Archivio. Turismo e ambiente. Elba, ottobre 2001
Nel nostro paese, con 8.000 chilometri di coste non siamo mai riusciti ad avere una vera politica del mare, non siamo mai riusciti a sfruttare pienamente tutte le opportunità che le realtà del mare e della costo ci offrono. Su queste coste e sulle isole abbiamo riversato tonnellate di cemento, tanto da essere il quarto consumatore al mondo.
Le nostre isole, quelle abitate, hanno il mare, accora abbastanza in salute, ma abbiamo sempre uno scadimento dei servizi, poche infrastrutture a servizio del turismo, un rapporto qualità prezzo che diviene sempre più divergente. Per questo chi amministra deve avere un guizzo: ha oggi la grossa responsabilità di poter cominciare ad invertire la tendenza. Iniziare da piccole cose, con scelte a volte anche impopolari, ma che alla fine producono effetti postivi e duraturi. Ad esempio intervenire sulle emissioni acustiche dei locali notturni, regolarle in maniera più severa; limitare l’uso della plastica sull’isola. Questo per citare due esempio simbolici che potrebbero evitare la confusione e lo sporco. Poi ci sono interventi ormai non più rinviabili, come l’emergenza depurazione delle acque.
Ecco che il ruolo del Parco Nazionale potrebbe essere determinante nello stimolare una nuova visione politica per la gestione di questo territorio. Attraverso la riconoscibilità cominciare a far vedere che il tempo delle polemiche di carta è finito, che esso può fare qualcosa di concreto, non solo limitare e vietare. Può contribuire a migliorare la qualità della vita degli abitanti delle isole e degli ospiti. A meno che non si continui a preferire, nonostante le dichiarazioni di principio e le parole, il modello riminese.

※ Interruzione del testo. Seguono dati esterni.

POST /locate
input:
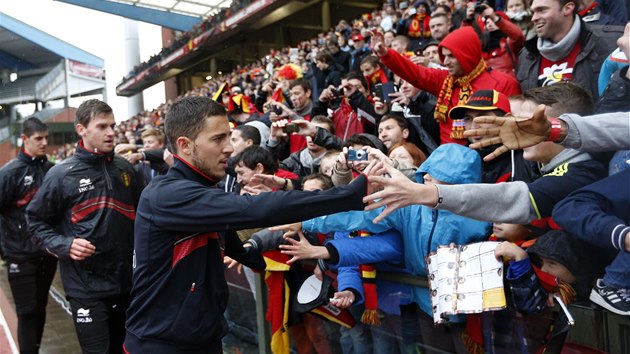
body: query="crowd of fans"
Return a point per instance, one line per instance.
(402, 85)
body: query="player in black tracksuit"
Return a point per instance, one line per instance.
(30, 270)
(186, 224)
(84, 214)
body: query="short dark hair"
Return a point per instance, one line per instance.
(564, 97)
(90, 109)
(402, 122)
(255, 154)
(301, 82)
(33, 125)
(355, 76)
(187, 117)
(322, 178)
(324, 120)
(249, 132)
(366, 139)
(372, 60)
(157, 133)
(324, 57)
(444, 7)
(575, 2)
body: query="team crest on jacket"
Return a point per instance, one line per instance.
(28, 180)
(126, 178)
(85, 184)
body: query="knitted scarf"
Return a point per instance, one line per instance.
(465, 91)
(556, 51)
(419, 26)
(377, 77)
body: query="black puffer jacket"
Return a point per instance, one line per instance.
(19, 180)
(596, 43)
(91, 196)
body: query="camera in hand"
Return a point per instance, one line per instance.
(277, 110)
(337, 91)
(291, 128)
(480, 7)
(357, 155)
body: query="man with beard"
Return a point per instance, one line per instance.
(30, 270)
(466, 73)
(186, 225)
(565, 49)
(83, 213)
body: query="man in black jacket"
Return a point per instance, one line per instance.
(30, 271)
(186, 225)
(83, 213)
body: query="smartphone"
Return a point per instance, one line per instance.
(291, 128)
(357, 155)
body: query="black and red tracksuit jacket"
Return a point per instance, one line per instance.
(19, 180)
(184, 226)
(91, 196)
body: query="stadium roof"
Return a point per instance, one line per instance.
(179, 15)
(23, 47)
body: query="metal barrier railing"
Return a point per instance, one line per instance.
(595, 328)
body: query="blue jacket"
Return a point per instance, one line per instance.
(384, 249)
(423, 229)
(598, 213)
(184, 225)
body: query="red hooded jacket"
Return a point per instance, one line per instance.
(466, 47)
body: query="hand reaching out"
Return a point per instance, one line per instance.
(302, 249)
(509, 251)
(377, 42)
(343, 299)
(397, 192)
(512, 132)
(231, 263)
(81, 249)
(291, 229)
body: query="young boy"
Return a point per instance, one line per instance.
(570, 260)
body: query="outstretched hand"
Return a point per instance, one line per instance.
(271, 181)
(299, 249)
(342, 299)
(397, 192)
(512, 133)
(377, 42)
(290, 229)
(231, 263)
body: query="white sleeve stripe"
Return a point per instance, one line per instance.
(612, 235)
(622, 236)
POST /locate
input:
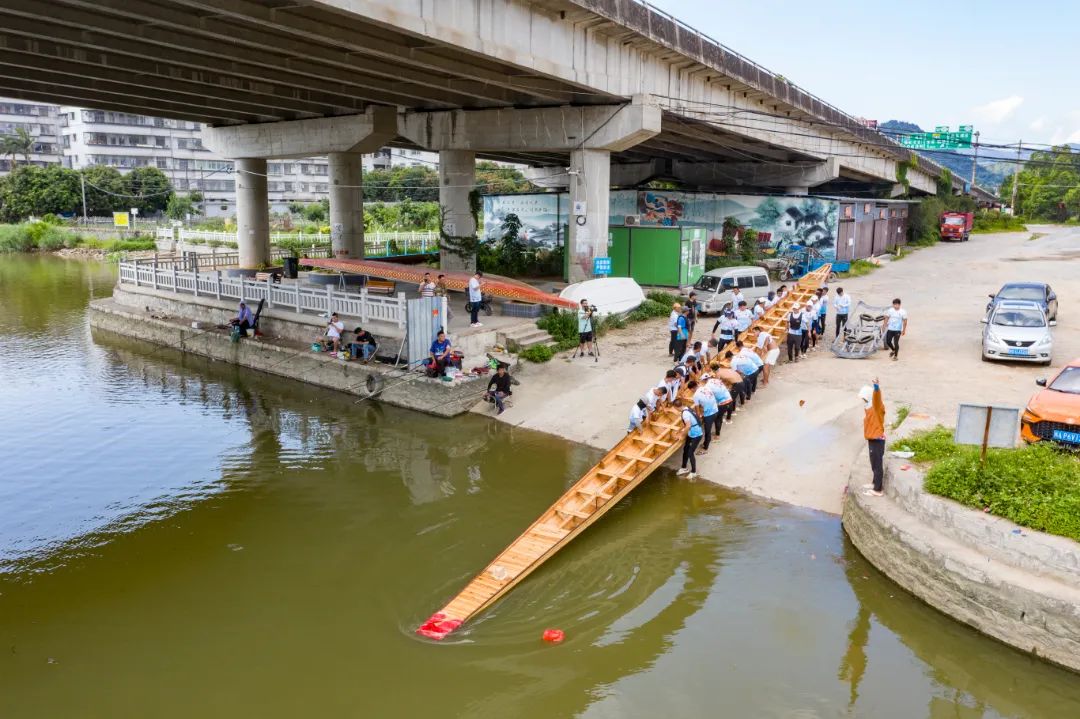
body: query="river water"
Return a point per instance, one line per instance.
(183, 539)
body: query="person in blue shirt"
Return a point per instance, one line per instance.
(794, 333)
(682, 333)
(721, 394)
(244, 319)
(710, 411)
(743, 351)
(745, 368)
(440, 353)
(692, 439)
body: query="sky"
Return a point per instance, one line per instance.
(1011, 69)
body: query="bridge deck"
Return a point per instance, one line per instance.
(622, 469)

Spesso d’estate chi osa affermare che il mare è inquinato perché la depurazione non funziona, o che c’è troppa gente e confusione è accusato d’inutile allarmismo e di mettere in ginocchio l’economia turistica di tutto il comprensorio. Se queste critiche a questo modello sono fatte con spirito costruttivo non bisogna nascondersi dietro ad un dito. Basta un banale incidente, un banale lavaggio di una cisterna un pò grande per inquinare pesantemente le nostre isole…
Dire che c’è confusione e che potremmo pensare insieme di costruire un altro modello per investire sulla nostra immagine non è certo terrorismo.